The attacks against non-Moslems ("infidels") in the south is having the desired (by the Islamic terrorists) effect. Over a thousand teachers have fled the south, after 80 teachers were killed in the last year by terrorists. There are now 18,000 policemen and 15,000 soldiers in the south (where about two million Moslems live, and a few hundred thousand non-Moslems).
The Islamic militant violence is nothing new in the south. There was a major outbreak in the 1970s. But then it died down, but did not completely go away. As recently as 2000, there were only eight clashes with Islamic militants in the south, causing ten deaths for the entire year. Since then, the number of incidents per year has grown, to about 35 annually. But in 2004, there were 900 incidents, and this year it appears there will be twice as many, and over 1,200 deaths.
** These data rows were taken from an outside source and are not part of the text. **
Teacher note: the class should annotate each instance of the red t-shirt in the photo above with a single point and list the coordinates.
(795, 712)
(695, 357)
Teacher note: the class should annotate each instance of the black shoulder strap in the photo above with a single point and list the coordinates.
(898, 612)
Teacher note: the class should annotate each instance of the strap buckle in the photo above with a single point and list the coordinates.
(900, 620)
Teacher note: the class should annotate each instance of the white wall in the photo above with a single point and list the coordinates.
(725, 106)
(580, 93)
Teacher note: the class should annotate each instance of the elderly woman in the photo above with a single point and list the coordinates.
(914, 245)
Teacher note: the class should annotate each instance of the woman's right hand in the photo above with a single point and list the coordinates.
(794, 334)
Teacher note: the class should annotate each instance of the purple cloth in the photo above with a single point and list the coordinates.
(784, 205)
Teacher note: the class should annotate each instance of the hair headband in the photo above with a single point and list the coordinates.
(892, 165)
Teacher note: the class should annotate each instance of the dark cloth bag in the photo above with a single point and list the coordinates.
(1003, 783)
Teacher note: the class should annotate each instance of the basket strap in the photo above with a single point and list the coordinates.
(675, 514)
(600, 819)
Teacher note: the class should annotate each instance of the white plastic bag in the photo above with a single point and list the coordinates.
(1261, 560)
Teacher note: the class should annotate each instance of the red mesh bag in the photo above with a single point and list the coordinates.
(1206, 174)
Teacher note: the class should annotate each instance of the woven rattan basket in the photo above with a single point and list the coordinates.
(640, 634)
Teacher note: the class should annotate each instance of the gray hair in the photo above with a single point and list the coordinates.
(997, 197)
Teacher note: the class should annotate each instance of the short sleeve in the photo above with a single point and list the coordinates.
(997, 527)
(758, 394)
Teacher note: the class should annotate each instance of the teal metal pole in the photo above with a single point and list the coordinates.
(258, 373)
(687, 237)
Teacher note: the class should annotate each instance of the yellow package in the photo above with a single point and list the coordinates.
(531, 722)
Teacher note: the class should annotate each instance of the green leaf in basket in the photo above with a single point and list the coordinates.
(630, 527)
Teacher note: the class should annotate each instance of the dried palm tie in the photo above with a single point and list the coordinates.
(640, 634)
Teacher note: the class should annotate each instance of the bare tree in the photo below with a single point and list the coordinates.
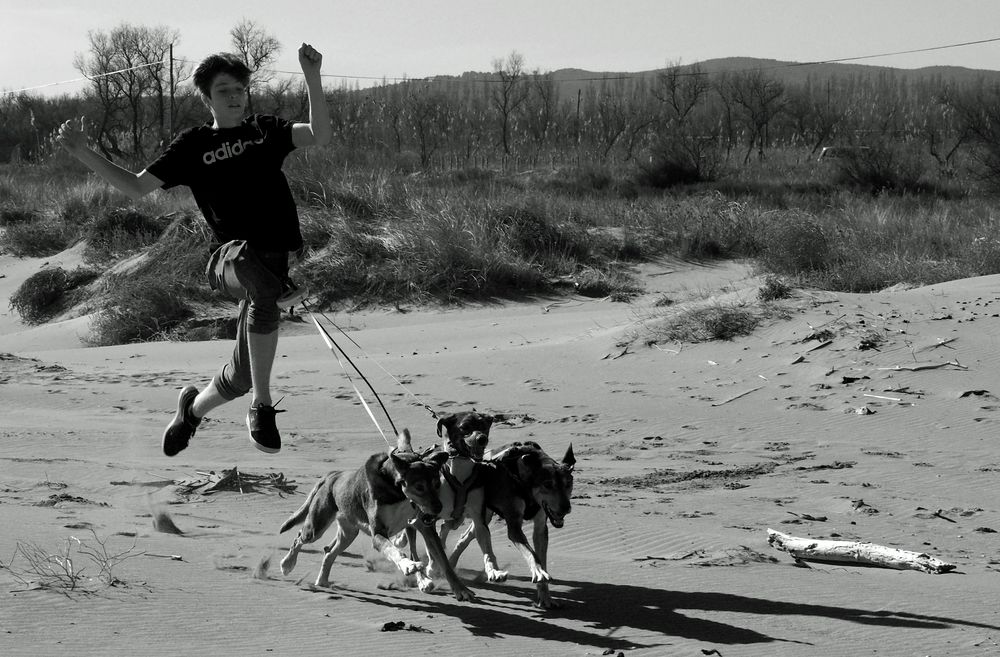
(508, 93)
(258, 49)
(680, 92)
(127, 67)
(540, 108)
The government is intensifying its search for the Islamic terrorists in the south, but it being hobbled by a terrorized (by the Islamic militants) Moslem population. The pressure on the civilians predates the current Islamic militancy. Criminal gangs, largely dependent on smuggling from nearby Malaysia, had long leaned on the civilians to keep quiet. The Islamic militants apparently have connections with the smuggling gangs, because there is no change in the attitudes of most Thai Moslems in the south. The government is trying to develop an informer network, but it's tough going. The police have tried that in the past, but they were outspent, and out-muscled, by the local gangsters. Now, however, it's a little different. The national politicians are under a lot of pressure to do something about the violence in the south, which means there are more police, more money and more freedom to try anything.
November 8, 2005: Overnight, four people were killed as police repulsed attacks, by Islamic terrorists, on police stations in the south. Two of the dead were terrorists, one a policeman and one a civilian.
November 5, 2005: Two Buddhist rubber tappers were shot dead in the south while returning from work in the forest. A .45 caliber pistol was used. In the last month, nearly a hundred pistols and rifles have been stolen from village militias, as a result of dozens of attacks on the villages by Islamic terrorists.
November 4, 2005: A gunman with an AK-47 fired on some men leaving a Mosque in the south. One Moslem man was killed, and another wounded. This is seen as a revenge killing by Buddhists, angry at the growing number of attacks on non-Moslems in the area. Police have arrested ten suspects in the recent killings of non-Moslems in the south.